Posterior Cruciate Ligament, abbreviated as PCL, is one of the major ligaments of the knee. A ligament is a strong band of connective tissues that make the knee stable.
The PCL and the ACL (Anterior Cruciate Ligament) work together but in opposite direction. PCL runs from the back (posterior) phase of the shinbone, also called the tibia or lower leg bone, to the front (anterior) phase of the thighbone, also referred to as femur or upper bone.
The PCL helps to control the back and forth motion of the knee. PCL injuries are not common because the PCL is the strongest ligament in the knee and is not damaged easily. PCL injuries may be partial, complete, or isolated, which means the PCL may get injured not alone but with other ligaments.
A PCL injury may occur due to hyperextension of the knee joint. Hyperextension means overextending the knee in a backward motion. It may get damaged by smashing the knee in a car accident or by landing in an awkward manner after a jump. After injury, the knee may swell up and there would be pain and ache in the space behind the knee. There may be joint pain and the patient may feel that the knee is not stable at all and is going to give out.
Non-operative treatment is suggested if the injury is partial or isolated. Rest and mild pain medication, ice, crutches, knee braces, elevating the joint, manual therapy treatments, and electrical stimulation can help in reducing the symptoms of PCL injury. Exercises may also help in reducing the pain by warming up the knee, but you should always speak to your physician prior to doing activities when your knee is hurt.
Surgical reconstruction is only suggested when other ligaments also get injured with the PCL or when the pain and instability remains even after 3 to 4 weeks has passed.
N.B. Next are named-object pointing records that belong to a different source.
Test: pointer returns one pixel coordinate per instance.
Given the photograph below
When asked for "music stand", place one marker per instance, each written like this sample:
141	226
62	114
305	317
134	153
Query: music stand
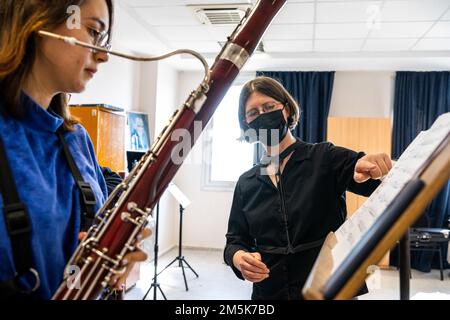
184	202
155	285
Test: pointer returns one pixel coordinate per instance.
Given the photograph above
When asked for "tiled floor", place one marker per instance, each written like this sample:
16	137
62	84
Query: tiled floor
218	282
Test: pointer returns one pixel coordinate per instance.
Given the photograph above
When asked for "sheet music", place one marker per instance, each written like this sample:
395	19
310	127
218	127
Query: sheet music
409	165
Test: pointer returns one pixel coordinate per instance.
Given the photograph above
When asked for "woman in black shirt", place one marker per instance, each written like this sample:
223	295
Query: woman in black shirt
284	208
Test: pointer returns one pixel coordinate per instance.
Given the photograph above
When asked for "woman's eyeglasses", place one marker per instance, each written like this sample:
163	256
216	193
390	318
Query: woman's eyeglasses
254	113
99	39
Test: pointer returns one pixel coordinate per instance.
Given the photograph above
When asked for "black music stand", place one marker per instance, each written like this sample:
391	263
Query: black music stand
184	202
155	285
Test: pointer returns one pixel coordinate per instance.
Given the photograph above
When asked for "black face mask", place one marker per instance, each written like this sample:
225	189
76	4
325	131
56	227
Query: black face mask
266	123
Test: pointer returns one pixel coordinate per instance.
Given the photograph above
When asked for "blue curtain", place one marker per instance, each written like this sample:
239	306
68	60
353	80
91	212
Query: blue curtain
420	97
312	91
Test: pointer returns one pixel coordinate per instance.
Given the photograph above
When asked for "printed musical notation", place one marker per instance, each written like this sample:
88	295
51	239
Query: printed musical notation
408	166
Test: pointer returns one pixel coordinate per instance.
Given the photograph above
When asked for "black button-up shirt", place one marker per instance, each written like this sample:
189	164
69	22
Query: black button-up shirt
314	181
Arthroscopy is used for surgery to examine the structure of the knee.
Surgical reconstruction is very complicated in PCL injuries because of the position of PCL in the knee. The torn ends of the PCL can first be removed and then a new PCL graft is placed in the position of the PCL. This is why surgical reconstruction is very difficult and is recommended only when other ligaments are also injured and the patient cannot perform daily routine activities. Patients may also use a CPM machine (abbreviation of Continuous Passive Motion) machine after surgery to help the knee in moving and to eradicate the pain.
When hurting any of the ligaments in your knee it is wise to consider getting a knee brace for support. These braces, when well designed can help to reduce knee pain and provide meaningful support that can promote healing of the knee.
This is the only basic information that everyone should know about PCL. Anyone having PCL injury must be taken to the physician.